Un producto competitivo en precio
Hasta el momento, confeccionaron unas 400 alfombras. Respecto de los diseños, la demanda varia, la mayoría de las veces son los clientes los que llegan con una idea de lo que quieren y ellos la articulan. Los diseños se muestran sobre la tela en el bastidor gracias a un proyector que hace que puedan trabajar con exactitud, sobre todo en lo que a medidas se refiere.
Una de las búsquedas de Martín es comenzar a crear diseños propios, porque él quiere “llevar nuestro arte a todos lados”. Y para ese camino, les gustaría también sumar a un diseñador gráfico para crear cápsulas y catálogos anuales, lo que les puede permitir pasar de un modelo de pedidos personalizados a uno de diseños propios.

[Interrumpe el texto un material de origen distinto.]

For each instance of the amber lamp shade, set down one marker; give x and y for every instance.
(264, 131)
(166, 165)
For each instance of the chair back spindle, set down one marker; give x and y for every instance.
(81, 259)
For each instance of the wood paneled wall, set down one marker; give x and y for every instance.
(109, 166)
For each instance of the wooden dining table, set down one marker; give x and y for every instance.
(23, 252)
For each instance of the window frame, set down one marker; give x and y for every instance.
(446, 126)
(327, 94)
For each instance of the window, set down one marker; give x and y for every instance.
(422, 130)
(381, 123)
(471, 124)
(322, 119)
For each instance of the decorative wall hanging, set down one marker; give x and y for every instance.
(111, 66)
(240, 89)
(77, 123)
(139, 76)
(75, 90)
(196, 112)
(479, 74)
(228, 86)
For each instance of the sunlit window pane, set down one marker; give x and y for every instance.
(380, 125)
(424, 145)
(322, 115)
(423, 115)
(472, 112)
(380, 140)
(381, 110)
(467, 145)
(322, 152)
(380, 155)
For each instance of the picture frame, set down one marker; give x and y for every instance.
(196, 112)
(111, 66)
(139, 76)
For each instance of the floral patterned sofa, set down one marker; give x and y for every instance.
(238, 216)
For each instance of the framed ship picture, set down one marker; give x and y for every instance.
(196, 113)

En lo que respecta a los valores de venta, en la industria de las alfombras el precio se mide por centímetro cuadrado hilado. Una alfombra de tamaño estándar, de 50 por 50, arranca en los $100 mil, pero si se piensa en una alfombra de buen tamaño por ejemplo para un living el precio asciende a $500 mil, siempre con promociones en efectivo o transferencia.
Sus clientes son muy variados, trabajan con interioristas y arquitectas que hacen pedidos para sus proyectos, pero también confeccionan para el usuario final. Uno de los rubros en el que tienen más demanda es en el deportivo, con alfombras de los principales clubes de fútbol rosarinos. De hecho, adelantan a Negocios que puede haber alguna sorpresa en ese segmento por una alfombra muy esperada que ya confeccionaron y deben entregar.